The museum houses a statue of Gen. Nogi Maresuke (1849-1912), an important military figure during the Meiji Era (1868-1912). A native of Chofu and one of the architects of both the Sino-Japanese War (1894-95) and the Russo-Japanese War (1904-05), the general’s legacy is a complex one.

When the Meiji Emperor died, Nogi assisted his wife in severing her carotid artery, before slashing open his own stomach and abdomen in an old-style ritual suicide known as junshi. The act divided the public into those who saw the self-annihilation as an act of heroism, others who interpreted it as nationalistic lunacy. Chofu appears to have opted for the more noble interpretation, erecting a nearby place of worship, Nogi Shrine, in the general’s honor.

The museum stands in the same grounds as Kozan-ji, a designated National Treasure. It’s a delight to see such a well-maintained piece of heritage. The temple, dating from the 14th century, and strongly identified with the Mori family, has an awfully combustible look to it with its thatched roof, ancient beams, gables, pillars and partitions. Hopefully, however, Japan’s pyromaniacs have bigger fish to fry.

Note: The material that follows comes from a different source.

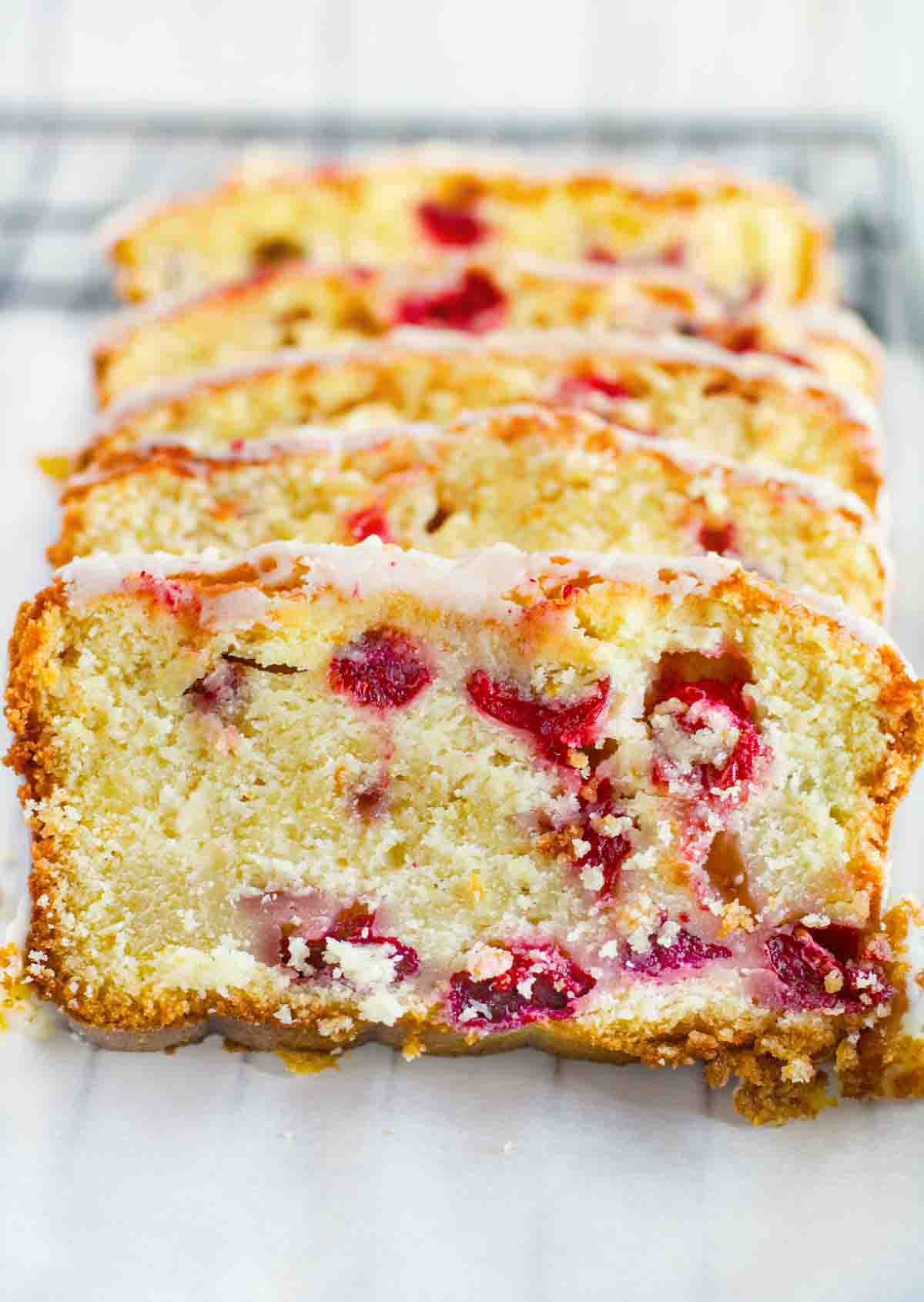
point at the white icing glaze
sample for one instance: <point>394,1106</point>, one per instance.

In the study of Japanese gardens, Chofu-teien receives little mention. Dismissed as the indulgence of a privileged former retainer of the Mori clan, it may not be a masterwork, but remains nonetheless a graceful, well-watered landscape of some 30,000 sq. meters. Dating from the Taisho Era (1912-26), the old whitewashed storehouses in its precincts look to date from the preceding Edo Period, while the old timber structures of its residence and teahouses emanate understated good taste.

If you sense a Chinese air to the garden, the source is the lotuses growing in its pond and along the embankments of a stream. When the Chinese revolutionary Sun Wen (aka Sun Yat-sen or, in Japan, Nakayama Sho; 1866-1925) lived in exile in Japan in the 1890s, he received financial assistance from Takashi Tanaka, the owner of a marine transport business in Chofu. Sun Wen gave four lotus seeds to Tanaka in appreciation of his help.

When one of the seeds was successfully cultivated in 1962, it was named Son Bun Ren (Sun Wen Lotus). Afterward, one of those plants was transplanted to Chofu-teien, where it has become the symbol of the garden. The beauty of the flower is almost unparalleld, and on early summer mornings when the blossom is at its best, its alternative name, Suihiren — meaning, “the flushed cheeks of a princess in the moments after sipping sweet wine” — adds lyricism to nature.

Chofu is the kind of place many of Japan’s foreign residents conjure up in their imagination, but rarely track down. If you do manage to visit, don’t forget to take some photos to prove that you were really there … and didn’t just dream up the place.

Getting there: It is 25 min. by bus to Chofu from Shimonoseki Station. Get off at Jokamachi bus stop for the old quarter. Chofu Museum opens Tues.-Sun., 9.30 a.m.-5 p.m.; Chofu-teien is open daily, 9 a.m.-5 p.m.